The second group was given the exact same instructions, except the first sentence was deleted. As a result, these students didn’t imagine themselves as 7 year olds. They were stuck in their adolescent present.
After writing for ten minutes, the subjects were then given various tests of creativity, such as trying to invent alternative uses for an old car tire, or completing incomplete sketches… Interestingly, the students who imagined themselves as little kids scored far higher on the creative tasks, coming up with more ideas that were also more original.

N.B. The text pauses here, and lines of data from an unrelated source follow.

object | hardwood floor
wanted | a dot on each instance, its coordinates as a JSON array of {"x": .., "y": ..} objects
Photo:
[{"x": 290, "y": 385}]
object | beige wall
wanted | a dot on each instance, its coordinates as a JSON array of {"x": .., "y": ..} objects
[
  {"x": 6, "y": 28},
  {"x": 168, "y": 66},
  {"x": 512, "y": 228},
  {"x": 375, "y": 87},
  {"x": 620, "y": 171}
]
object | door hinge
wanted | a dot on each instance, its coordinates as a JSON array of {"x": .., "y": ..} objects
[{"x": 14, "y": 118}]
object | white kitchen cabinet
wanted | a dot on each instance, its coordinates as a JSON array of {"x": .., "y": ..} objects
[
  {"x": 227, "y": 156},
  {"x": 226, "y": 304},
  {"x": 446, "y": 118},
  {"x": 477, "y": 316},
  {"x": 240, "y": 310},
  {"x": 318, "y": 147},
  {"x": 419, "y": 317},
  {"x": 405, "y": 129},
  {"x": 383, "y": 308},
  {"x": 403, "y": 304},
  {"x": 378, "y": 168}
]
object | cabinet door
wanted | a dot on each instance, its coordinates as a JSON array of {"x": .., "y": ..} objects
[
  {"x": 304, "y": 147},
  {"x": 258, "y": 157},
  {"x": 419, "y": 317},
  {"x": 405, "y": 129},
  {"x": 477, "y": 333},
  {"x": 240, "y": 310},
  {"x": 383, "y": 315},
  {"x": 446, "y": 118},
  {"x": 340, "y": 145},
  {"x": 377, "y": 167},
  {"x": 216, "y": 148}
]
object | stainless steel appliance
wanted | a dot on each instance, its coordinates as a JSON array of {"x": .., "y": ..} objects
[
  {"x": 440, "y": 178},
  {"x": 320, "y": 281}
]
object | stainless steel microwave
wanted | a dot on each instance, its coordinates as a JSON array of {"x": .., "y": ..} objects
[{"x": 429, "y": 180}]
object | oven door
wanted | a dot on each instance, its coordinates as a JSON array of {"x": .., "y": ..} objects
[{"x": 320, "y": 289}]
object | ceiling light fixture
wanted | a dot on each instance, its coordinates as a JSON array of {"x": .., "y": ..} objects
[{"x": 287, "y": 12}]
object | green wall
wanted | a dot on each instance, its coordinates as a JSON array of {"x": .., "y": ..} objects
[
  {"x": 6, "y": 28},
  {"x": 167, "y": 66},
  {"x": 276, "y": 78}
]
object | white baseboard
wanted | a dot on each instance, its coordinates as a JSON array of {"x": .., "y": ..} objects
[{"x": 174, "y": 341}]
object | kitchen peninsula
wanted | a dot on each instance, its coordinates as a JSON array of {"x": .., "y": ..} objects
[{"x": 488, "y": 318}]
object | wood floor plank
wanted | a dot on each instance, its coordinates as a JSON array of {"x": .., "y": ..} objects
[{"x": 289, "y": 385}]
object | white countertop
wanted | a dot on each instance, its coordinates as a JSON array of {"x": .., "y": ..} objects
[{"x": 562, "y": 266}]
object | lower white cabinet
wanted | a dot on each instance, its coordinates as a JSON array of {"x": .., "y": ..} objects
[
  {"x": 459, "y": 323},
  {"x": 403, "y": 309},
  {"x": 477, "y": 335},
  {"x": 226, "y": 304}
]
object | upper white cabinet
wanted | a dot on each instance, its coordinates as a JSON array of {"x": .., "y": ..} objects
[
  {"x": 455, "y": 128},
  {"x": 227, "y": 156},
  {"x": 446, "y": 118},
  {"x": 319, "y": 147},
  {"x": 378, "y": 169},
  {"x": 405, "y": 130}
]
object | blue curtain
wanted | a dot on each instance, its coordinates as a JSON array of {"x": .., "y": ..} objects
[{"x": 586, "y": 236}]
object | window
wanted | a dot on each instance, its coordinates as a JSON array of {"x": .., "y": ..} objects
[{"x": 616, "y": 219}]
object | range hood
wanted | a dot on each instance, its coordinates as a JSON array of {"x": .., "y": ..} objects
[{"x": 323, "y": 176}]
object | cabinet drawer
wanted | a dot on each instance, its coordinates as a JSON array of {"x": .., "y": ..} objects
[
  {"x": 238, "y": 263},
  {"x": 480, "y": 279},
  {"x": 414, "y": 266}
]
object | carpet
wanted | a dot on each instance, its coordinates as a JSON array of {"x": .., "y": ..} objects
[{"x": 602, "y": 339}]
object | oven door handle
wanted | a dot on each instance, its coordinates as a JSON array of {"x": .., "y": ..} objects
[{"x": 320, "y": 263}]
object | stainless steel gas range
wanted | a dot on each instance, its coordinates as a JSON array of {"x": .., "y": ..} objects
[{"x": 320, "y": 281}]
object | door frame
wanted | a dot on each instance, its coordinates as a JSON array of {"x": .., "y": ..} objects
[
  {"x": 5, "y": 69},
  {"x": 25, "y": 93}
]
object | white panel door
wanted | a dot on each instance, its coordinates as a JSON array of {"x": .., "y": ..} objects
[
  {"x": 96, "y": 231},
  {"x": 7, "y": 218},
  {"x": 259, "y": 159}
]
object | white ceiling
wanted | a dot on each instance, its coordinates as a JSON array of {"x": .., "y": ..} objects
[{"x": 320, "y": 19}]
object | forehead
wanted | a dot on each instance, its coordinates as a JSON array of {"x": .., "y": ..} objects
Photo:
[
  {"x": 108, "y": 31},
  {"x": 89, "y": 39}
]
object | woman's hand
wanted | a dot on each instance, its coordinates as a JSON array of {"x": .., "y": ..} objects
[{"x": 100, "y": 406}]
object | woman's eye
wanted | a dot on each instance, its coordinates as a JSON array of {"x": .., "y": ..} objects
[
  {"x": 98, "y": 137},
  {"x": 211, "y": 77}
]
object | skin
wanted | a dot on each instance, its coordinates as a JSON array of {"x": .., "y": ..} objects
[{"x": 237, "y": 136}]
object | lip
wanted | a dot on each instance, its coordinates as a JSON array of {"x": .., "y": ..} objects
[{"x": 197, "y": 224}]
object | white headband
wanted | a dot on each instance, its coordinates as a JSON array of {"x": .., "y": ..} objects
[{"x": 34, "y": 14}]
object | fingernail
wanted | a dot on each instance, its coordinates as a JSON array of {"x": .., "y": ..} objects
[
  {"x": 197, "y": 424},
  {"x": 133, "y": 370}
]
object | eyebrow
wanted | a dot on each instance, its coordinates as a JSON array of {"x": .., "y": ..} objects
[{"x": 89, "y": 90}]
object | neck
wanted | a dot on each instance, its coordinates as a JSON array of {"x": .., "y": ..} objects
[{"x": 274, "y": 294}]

As the brain develops, the prefrontal cortex expands in density and volume. As a result, we’re able to exhibit impulse control and focused attention. The unfortunate side-effect of this cortical growth is an increased ability to repress errant thoughts. While many of these thoughts deserve to be suppressed, it turns out that we also censor the imagination. We’re so scared of saying the wrong thing that we end up saying nothing at all.
[T]he “fourth grade slump” in creativity that Lehrer refers to above — children experience a marked decline in creative powers around that age — is thought to be the result of the increased social obligations they assume at that stage of life. As kids devote more energy to conforming to the group, there’s less available for being their freewheeling selves. — Creativity for Introverts, Psychology Today
Without the intense pressure to conform, many homeschooled/unschooled kids have the opportunity to stay more in touch with their own, freewheeling selves. They’re not too scared to express themselves; they don’t have to censor their imagination.
If we adults manage to stay away from the cliques and groups that would pressure us to conform, maybe we, too, can tap into our third-grade selves.
How much energy are we wasting on conforming instead of creating?